[SS] STI DCCD BLOB EU 2005, srebrny, seria (prawie)
: 13 sty 2014, o 17:13
Spokojnie sprzedam auto jak w temacie. Auto było ogłoszone na drugim forum ale ktoś nerwowy usunął ogłoszenie nim uzupełniłem dane... :)
Robię przymiarkę do sprzedaży swojego auta, kupionego ciut ponad 2 lata temu od forumowicza. Auto ze sprawdzoną historią, zadbane i nie oszczędzane. Remek, który był obecny przy moich oględzinach auta serwisie stwierdził abym szybko kupował bo jak nie to on kupi :) Jedyny powód, dla którego rozważam jego sprzedaż to fakt, że skończył mi się lizing i w związku z tym zamierzam wziąć inne auto.
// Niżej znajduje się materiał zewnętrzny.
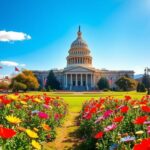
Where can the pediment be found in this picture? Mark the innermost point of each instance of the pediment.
(79, 69)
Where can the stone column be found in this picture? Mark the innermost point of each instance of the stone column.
(66, 81)
(76, 80)
(91, 81)
(71, 79)
(81, 81)
(86, 79)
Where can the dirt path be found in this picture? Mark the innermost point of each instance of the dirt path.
(66, 138)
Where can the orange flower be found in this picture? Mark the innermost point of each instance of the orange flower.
(140, 120)
(46, 127)
(99, 135)
(118, 119)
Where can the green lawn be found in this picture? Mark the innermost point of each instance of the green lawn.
(64, 139)
(75, 100)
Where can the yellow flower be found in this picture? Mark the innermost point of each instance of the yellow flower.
(23, 102)
(25, 106)
(21, 128)
(13, 119)
(37, 100)
(35, 129)
(12, 97)
(139, 132)
(8, 105)
(36, 145)
(136, 106)
(46, 127)
(31, 133)
(139, 140)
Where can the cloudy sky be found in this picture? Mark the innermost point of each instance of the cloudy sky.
(37, 34)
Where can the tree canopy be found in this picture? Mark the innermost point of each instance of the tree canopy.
(146, 80)
(126, 83)
(103, 84)
(27, 78)
(52, 82)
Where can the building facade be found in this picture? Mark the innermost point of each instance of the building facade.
(79, 74)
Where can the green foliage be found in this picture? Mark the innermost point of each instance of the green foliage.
(17, 86)
(27, 78)
(4, 85)
(126, 84)
(141, 87)
(146, 80)
(103, 84)
(52, 82)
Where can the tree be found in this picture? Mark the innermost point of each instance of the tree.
(141, 87)
(26, 77)
(4, 85)
(126, 84)
(17, 86)
(52, 82)
(146, 80)
(103, 84)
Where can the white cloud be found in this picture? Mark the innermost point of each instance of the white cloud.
(8, 36)
(11, 63)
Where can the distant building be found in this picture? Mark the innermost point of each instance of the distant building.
(79, 74)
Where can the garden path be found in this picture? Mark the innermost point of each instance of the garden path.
(66, 138)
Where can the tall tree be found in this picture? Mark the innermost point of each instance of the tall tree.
(52, 82)
(126, 84)
(103, 84)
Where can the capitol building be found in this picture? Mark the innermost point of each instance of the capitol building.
(79, 73)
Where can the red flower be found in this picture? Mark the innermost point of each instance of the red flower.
(124, 109)
(98, 135)
(43, 115)
(140, 120)
(145, 109)
(144, 145)
(87, 116)
(118, 119)
(6, 133)
(127, 98)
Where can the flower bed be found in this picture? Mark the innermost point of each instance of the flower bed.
(115, 124)
(28, 120)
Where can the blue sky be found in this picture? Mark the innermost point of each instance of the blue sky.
(117, 33)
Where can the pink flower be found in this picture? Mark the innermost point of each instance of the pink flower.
(43, 115)
(46, 106)
(107, 113)
(110, 127)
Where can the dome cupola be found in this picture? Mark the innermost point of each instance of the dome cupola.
(79, 53)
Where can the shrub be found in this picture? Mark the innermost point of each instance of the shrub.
(118, 124)
(18, 86)
(141, 87)
(4, 86)
(103, 84)
(24, 118)
(27, 78)
(126, 84)
(52, 82)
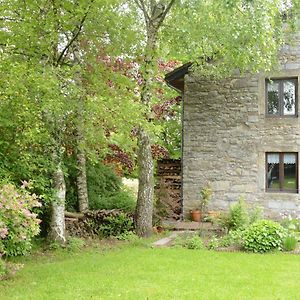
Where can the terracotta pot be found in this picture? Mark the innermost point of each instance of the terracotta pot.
(196, 215)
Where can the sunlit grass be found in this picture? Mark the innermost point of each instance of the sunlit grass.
(145, 273)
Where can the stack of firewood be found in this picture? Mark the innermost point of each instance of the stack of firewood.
(168, 189)
(86, 224)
Może tym razem z ciemnej strony mocy, kto to wie... W każdym razie uprzedzając pytania - z autem wszystko (podkreślam WSZYSTKO) OK.
STI BLOB 2.0 DCCD, srebrny
- wersja europejska, kupiona w salonie w Polsce
- modyfikacje wprowadzone w aucie to zrobiony przelot 3 cale, wtryski + mapa (nie przeze mnie) oraz lepsze nagłośnienie wraz z wielgachnym głośnikiem w miejsce koła zapasowego razem z wyklejeniem auta matami wygłuszającymi (też nie przeze mnie)
- są zamontowane ksenony. nie pamiętam czy robił to poprzedni właściciel czy pierwszy, w każdym razie nie ja,
- rozpórka dolna przodu, poliuretany,
- pod maską samco,
- zrobiona deska rozdzielcza
- poza tym auto całkowicie seryjne, nigdy nie kute,
- w oparciu o porady z forum zrobiłem sobie DIY chlapacze
- auto od momentu zakupu przeze mnie zrobiło UWAGA :) 14 067km !! tak, nie pomyliłem się. mieszkam w małym mieście i mam do pracy niecałe 6km. używając auta codziennie tyle nim natłukłem :)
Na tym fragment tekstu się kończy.